Sharing a link to a 1994 New York Times
story titled "Canings for Vandals Proposed in St. Louis,"
Boyd wrote, “Who remembers this & what do you think about it today? Could it save taxpayers money if criminals were caned and let go rather than jail? Could public humiliation work?”
Boyd went on to add, “BTW I DON'T HAVE A CURRENT POSITION ON IT.”
The Twitter pile-on from outraged havers of common sense was immediate and substantial, with commenters quickly hopping on the post to express their disapproval and bewilderment. "Jeff is everything okay at home?" inquired one. "Did someone cane you in the head?" asked another. "You really should have an opinion on state-sanctioned public beatings," opined a third.

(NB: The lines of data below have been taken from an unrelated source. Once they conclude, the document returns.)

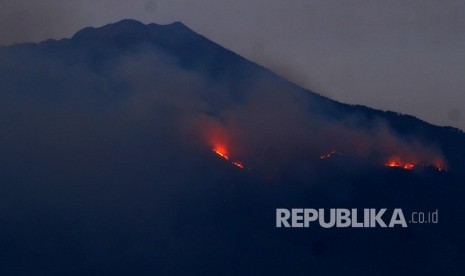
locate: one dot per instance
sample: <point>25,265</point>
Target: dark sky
<point>400,55</point>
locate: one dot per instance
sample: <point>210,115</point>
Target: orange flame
<point>223,152</point>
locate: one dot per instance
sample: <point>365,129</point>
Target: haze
<point>405,56</point>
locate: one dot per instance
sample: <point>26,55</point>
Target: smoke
<point>145,98</point>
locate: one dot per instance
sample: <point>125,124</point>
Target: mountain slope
<point>109,165</point>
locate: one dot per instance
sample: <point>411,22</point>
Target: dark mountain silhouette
<point>107,166</point>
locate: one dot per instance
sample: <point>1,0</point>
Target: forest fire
<point>223,152</point>
<point>398,164</point>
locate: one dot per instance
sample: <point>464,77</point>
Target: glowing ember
<point>238,164</point>
<point>328,155</point>
<point>221,151</point>
<point>408,166</point>
<point>400,164</point>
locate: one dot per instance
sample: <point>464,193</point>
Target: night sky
<point>405,56</point>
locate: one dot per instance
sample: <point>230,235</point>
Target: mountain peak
<point>124,28</point>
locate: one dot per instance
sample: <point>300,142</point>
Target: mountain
<point>151,150</point>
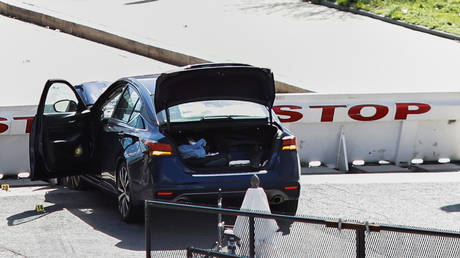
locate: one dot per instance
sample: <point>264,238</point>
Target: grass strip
<point>441,15</point>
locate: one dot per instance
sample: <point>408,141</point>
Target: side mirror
<point>65,105</point>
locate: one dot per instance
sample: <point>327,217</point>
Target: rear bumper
<point>205,195</point>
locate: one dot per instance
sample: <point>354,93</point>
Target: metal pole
<point>147,230</point>
<point>252,251</point>
<point>360,243</point>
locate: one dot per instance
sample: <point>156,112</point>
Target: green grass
<point>440,15</point>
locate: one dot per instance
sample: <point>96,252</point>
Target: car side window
<point>136,119</point>
<point>109,106</point>
<point>60,98</point>
<point>126,105</point>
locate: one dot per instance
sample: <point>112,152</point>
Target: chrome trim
<point>261,172</point>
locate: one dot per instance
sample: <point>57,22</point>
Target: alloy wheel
<point>123,186</point>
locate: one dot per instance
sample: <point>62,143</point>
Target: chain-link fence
<point>191,231</point>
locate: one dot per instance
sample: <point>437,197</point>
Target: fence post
<point>360,243</point>
<point>147,229</point>
<point>252,251</point>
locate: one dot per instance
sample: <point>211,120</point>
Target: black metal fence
<point>299,236</point>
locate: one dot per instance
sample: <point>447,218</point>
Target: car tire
<point>126,208</point>
<point>74,182</point>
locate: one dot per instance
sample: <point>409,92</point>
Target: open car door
<point>61,139</point>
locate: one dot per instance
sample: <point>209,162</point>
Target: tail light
<point>159,149</point>
<point>289,143</point>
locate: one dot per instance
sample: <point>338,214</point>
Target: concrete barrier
<point>109,39</point>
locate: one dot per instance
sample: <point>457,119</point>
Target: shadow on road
<point>171,230</point>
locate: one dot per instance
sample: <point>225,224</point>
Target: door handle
<point>122,134</point>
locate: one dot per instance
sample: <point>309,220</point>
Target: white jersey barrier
<point>337,129</point>
<point>334,129</point>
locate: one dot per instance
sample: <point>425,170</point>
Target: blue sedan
<point>177,136</point>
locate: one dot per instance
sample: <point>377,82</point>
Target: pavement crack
<point>11,251</point>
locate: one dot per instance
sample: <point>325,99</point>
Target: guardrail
<point>319,237</point>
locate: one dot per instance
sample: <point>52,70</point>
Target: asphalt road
<point>86,223</point>
<point>30,55</point>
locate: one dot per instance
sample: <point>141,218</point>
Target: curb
<point>109,39</point>
<point>387,19</point>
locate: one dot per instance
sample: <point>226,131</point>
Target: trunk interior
<point>226,148</point>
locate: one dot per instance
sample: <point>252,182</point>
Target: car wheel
<point>126,208</point>
<point>74,182</point>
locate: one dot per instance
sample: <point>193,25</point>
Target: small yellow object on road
<point>39,208</point>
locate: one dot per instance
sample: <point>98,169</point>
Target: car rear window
<point>214,109</point>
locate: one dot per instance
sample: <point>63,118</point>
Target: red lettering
<point>293,116</point>
<point>355,112</point>
<point>3,127</point>
<point>327,114</point>
<point>402,109</point>
<point>29,119</point>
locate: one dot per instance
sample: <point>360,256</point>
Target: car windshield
<point>214,109</point>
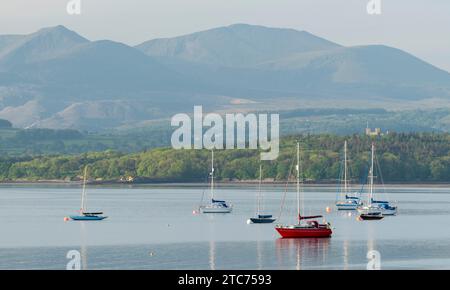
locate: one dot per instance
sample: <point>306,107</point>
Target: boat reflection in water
<point>303,253</point>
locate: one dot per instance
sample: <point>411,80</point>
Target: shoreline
<point>218,183</point>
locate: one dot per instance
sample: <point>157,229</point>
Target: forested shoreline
<point>405,157</point>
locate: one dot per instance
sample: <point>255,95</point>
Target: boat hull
<point>215,210</point>
<point>346,206</point>
<point>87,218</point>
<point>304,232</point>
<point>262,220</point>
<point>371,217</point>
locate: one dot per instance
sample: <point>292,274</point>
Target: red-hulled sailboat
<point>307,226</point>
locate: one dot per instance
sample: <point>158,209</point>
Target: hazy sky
<point>421,27</point>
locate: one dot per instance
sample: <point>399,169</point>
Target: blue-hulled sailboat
<point>84,214</point>
<point>261,218</point>
<point>348,200</point>
<point>375,207</point>
<point>215,206</point>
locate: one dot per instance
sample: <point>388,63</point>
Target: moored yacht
<point>215,206</point>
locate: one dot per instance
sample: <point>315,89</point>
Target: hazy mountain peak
<point>236,45</point>
<point>43,44</point>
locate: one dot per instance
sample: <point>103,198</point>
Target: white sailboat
<point>215,206</point>
<point>368,211</point>
<point>349,201</point>
<point>84,214</point>
<point>260,218</point>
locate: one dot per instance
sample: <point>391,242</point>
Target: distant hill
<point>236,45</point>
<point>55,78</point>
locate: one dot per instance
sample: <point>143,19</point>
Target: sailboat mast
<point>345,168</point>
<point>83,193</point>
<point>212,174</point>
<point>298,181</point>
<point>371,175</point>
<point>258,211</point>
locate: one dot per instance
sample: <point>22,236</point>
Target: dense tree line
<point>413,157</point>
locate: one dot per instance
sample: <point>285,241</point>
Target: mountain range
<point>55,78</point>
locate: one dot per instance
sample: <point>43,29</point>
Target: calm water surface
<point>153,227</point>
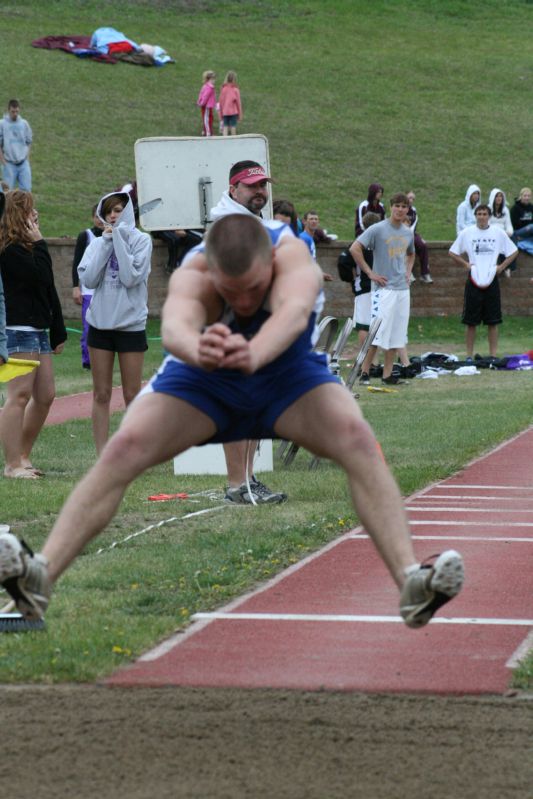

But Boyd was just getting started. The next day he fired up the tweet machine again to wonder aloud if maybe we should let teachers beat the asses of their students as well
“Do anyone remember when the @SLPS_INFO had a paddle that had ‘BOE’ engraved on it?” he wrote. “Teachers and Administrators rarely had a problem with discipline and children were able to truly learn without a lot of disruptions......”
Two consecutive days of “maybe we should beat people lol” missives might give your average person the impression that Boyd thinks that maybe we should beat people, but the alderman claimed to the Post-Dispatch
that he “was just generating some conversation.”
But the fact of the matter is that, yeah, you probably should
have a current position on public beatings, Jeff — because they are bad! They are so bad that they are expressly prohibited by the Bill of Rights, even. You should probably know that!
And to answer your question: No, apparently public humiliation does not
work — otherwise you would have dropped this line of “conversation” when the internet kicked your ass the first time.